Whenever there is more then one thread and more then one shared resource there must be some synchronization in place to make sure that the overall state of the application is consistent. Synchronization is not easy as it very often involves locking which very easily might lead to all sorts of deadlocks and performance bottlenecks. One of the ways of keeping out of trouble is to follow a set of guidelines. I can list at least a few sources of information worth getting familiar with:
And of course :) my two cents or rather lessons I've learnt writing and/or debugging multithreaded code:
- Minimize locking - Basically lock as little as possible and never execute code that is not related to a given shared resource in its critical section. The most problems I've seen were related to the fact that code in a critical section did more then it was absolutely needed.
- Always use timeout - Surprisingly all synchronization primitives tend to encourage developers to use overloads that never time out. One of the drawbacks of this approach is the fact that if there is a problem with a piece of code then an application hangs and nobody has an idea why.

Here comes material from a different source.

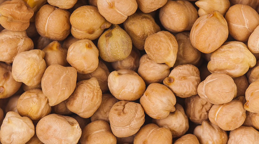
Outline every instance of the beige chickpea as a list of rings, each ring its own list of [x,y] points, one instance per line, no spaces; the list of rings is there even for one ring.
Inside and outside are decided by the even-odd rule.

The only way to figure that out is to create a dump of a process (if you are lucky enough and the process is still hanging around) and debug it using Debugging Tools for Windows. I can tell you that this is not the best way of tackling production issues when every minute matters. But if you use only API that lets you specify a timeout then whenever a thread fails to acquire a critical section within a given period of time it can throw an exception and it's immediately obvious what went wrong.
The same logic applies to all classes that derive from WaitHandle: Semaphore, Mutex, AutoResetEvent, ManualResetEvent.
- Never call external code when in a critical section - Calling a piece of code that was passed to a critical section handler from outside is a big risk because there is always a good chance that at the time the code was designed nobody even thought that it might be run in a critical section. Such code might try to execute a long running task or to acquire another critical section. If you do something like that you simply ask for trouble :)
I suppose it's easy to figure out which one has bitten me the most :).